What is cyclobenzaprine?

Cyclobenzaprine is a muscle relaxant. It works by blocking nerve impulses (or pain sensations) that are sent to your brain.

Cyclobenzaprine is used to treat pain, tenderness, and limited motion caused by muscle spasms. This medication is used together with rest and physical therapy for short-term treatment (2 to 3 weeks).

Cyclobenzaprine may also be used for purposes other than those listed in this medication guide.

What is the most important information I should know about cyclobenzaprine?

Do not take cyclobenzaprine if you have used an MAO inhibitor such as isocarboxazid (Marplan), tranylcypromine (Parnate), phenelzine (Nardil), or selegiline (Eldepryl, Emsam) within the past 14 days.

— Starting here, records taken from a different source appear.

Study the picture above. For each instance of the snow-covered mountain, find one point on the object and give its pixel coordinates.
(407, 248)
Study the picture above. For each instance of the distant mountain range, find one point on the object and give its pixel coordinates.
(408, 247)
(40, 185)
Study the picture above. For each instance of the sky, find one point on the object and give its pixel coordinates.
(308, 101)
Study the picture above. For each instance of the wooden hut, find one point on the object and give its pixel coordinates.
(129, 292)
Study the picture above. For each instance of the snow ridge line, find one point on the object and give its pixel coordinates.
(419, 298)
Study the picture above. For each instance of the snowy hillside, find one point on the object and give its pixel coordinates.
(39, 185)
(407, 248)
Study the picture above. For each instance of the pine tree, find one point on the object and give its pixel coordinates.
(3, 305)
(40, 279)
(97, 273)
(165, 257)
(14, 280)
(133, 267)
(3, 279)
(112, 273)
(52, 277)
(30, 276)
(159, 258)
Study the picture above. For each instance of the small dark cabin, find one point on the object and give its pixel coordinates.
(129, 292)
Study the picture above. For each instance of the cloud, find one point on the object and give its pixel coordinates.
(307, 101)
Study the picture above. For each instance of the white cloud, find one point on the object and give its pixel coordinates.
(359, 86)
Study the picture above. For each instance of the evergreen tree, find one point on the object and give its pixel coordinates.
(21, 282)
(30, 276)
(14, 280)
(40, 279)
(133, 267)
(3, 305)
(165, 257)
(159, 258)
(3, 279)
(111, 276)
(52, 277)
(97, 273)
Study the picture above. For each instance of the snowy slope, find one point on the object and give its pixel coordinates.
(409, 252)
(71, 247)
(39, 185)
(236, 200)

Serious, life-threatening side effects can occur if you take cyclobenzaprine before the MAO inhibitor has cleared from your body.

You should not take cyclobenzaprine if you have recently had a heart attack, or if you have a heart rhythm disorder, congestive heart failure, heart block, or an overactive thyroid.

Do not stop taking cyclobenzaprine suddenly if you have been taking it for longer than 1 week. Stopping suddenly may cause nausea, headache and general discomfort.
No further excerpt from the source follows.